Addirittura, poliziotti e carabinieri hanno inseguito nei corridoi tutti coloro che capitavano a tiro mettendo a rischio l'incolumità dell'utenza e del personale sanitario e interrompendo un servizio pubblico.

Il Pronto Soccorso, i Reparti di Degenza e le vie adiacenti al nosocomio si sono trasformate in un mattatoio che ha richiamato alla memoria i tragici fatti di Genova 2001.

Alcuni ragazzi sono stati bloccati a terra, ammanettati con le mani dietro la schiena e colpiti al viso e al tronco con calci e manganellate; altri sono stati caricati nelle macchine della polizia e nuovamente pestati.

I locali del pronto soccorso sono stati resi inagibili per diverse ore dagli organizzatori del disordine.

Ancora più infame la scusa della questura: "non potevamo permettere che trafugassero il corpo".

Questi i fatti.

Ma i fatti vanno letti nel contesto sociale e politico in cui ci troviamo. Come già a Genova 2001 si organizzò in modo scientifico il tentativo di criminalizzare un movimento che aveva cercato di muoversi contro i poteri mondiali dello sfruttamento attaccando fisicamente e indiscriminatamente tutti cercando il terrore.

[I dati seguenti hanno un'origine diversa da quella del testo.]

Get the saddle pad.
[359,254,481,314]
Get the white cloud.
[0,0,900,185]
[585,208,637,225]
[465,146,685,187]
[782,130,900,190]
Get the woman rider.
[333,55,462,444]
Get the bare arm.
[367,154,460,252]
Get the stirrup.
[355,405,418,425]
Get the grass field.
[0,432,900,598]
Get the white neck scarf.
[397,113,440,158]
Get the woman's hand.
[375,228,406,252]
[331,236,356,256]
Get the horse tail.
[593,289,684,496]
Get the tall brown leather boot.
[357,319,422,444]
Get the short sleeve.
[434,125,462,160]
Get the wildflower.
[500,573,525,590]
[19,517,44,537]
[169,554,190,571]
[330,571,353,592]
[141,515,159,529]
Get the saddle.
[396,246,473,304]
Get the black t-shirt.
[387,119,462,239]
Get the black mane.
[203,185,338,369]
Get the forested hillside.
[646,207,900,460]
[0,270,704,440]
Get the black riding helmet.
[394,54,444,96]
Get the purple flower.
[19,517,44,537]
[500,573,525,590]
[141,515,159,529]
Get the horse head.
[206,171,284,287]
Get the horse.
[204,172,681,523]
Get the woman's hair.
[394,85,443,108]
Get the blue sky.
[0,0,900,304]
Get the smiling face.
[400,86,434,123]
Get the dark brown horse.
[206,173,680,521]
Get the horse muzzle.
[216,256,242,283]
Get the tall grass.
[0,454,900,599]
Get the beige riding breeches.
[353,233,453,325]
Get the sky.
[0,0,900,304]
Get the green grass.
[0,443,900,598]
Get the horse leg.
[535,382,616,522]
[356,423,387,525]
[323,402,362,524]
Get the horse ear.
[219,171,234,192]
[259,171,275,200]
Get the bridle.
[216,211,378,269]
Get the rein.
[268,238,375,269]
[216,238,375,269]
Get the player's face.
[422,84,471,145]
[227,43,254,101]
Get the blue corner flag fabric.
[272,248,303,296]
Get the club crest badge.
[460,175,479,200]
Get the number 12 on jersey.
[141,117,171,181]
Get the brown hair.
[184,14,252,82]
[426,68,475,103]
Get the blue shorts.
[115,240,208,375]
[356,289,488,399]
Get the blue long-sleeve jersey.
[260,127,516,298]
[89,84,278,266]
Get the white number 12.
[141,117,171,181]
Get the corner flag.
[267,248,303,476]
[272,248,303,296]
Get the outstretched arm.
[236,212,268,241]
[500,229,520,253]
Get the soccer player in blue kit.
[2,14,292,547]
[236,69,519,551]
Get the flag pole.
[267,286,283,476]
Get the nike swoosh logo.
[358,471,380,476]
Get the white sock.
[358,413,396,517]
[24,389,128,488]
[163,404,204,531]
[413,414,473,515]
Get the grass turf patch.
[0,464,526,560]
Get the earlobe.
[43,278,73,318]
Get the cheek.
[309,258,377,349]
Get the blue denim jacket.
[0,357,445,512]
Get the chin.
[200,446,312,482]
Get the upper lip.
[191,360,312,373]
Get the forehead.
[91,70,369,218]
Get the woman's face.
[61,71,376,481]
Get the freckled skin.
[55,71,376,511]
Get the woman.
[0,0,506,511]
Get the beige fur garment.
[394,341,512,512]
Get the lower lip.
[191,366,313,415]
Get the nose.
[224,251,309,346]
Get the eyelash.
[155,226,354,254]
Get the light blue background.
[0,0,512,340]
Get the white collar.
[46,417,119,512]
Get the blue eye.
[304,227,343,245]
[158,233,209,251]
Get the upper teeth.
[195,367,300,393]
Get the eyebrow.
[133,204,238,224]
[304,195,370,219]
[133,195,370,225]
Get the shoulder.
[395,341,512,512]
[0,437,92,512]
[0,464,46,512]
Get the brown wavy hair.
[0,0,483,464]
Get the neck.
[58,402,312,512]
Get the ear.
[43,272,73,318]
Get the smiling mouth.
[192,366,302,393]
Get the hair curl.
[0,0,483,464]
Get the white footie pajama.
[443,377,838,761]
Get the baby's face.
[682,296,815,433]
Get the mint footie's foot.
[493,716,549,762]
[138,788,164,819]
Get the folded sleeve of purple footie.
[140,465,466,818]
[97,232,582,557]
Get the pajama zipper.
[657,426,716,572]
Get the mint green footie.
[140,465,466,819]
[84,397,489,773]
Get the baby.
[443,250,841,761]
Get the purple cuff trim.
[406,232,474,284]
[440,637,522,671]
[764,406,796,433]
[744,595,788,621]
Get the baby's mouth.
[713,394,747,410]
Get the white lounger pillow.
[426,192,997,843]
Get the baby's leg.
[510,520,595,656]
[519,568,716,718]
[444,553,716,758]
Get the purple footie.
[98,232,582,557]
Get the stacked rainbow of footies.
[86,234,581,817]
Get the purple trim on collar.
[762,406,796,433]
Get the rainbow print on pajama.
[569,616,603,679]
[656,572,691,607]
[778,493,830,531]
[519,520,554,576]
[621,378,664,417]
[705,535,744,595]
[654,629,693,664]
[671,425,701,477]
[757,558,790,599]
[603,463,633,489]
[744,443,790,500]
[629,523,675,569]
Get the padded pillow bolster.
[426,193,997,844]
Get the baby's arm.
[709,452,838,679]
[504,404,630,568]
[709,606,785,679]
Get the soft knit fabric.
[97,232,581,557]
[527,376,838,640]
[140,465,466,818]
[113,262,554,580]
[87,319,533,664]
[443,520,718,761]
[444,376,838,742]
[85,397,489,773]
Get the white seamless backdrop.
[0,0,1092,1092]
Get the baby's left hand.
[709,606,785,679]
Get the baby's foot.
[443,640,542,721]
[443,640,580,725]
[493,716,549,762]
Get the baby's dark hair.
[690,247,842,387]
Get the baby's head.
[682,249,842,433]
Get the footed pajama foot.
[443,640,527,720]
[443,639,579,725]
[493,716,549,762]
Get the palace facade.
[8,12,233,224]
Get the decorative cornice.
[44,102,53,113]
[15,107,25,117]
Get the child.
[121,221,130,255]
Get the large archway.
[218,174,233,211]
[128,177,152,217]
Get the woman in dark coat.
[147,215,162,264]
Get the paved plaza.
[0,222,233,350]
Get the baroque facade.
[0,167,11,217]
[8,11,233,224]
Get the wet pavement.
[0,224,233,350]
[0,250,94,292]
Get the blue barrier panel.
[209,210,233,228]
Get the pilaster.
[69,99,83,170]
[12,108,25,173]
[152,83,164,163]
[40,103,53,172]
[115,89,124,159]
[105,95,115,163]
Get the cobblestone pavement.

Oggi a Milano si crea un'alleanza tra killer fascisti e polizia e carabinieri per tentare di spezzare il fronte antimilitarista e contrario alla guerra sempre più in maggioranza nella penisola.

Siamo in guerra e la guerra impone comportamenti polizieschi criminali per tenere il consenso. Ecco allora che alla vigilia della sporca guerra, cercano, dopo l'omicidio di un compagno dei centri sociali per mano fascista, la mattanza dentro un ospedale da parte delle "forze dell'ordine".

Viene in mente sì Genova, ma anche le brutali polizie dell'America Latina organizzate dagli USA.

Mantenere alta la guardia, essere presenti nei quartieri, mobilitarsi contro la violenza dello stato e dei loro alleati, fasci e polizie. Crediamo che l'auto-organizzazione sia il solo strumento propositivo oggi ancora non spuntato e in grado di reggere il confronto come modello alternativo al mondo attuale.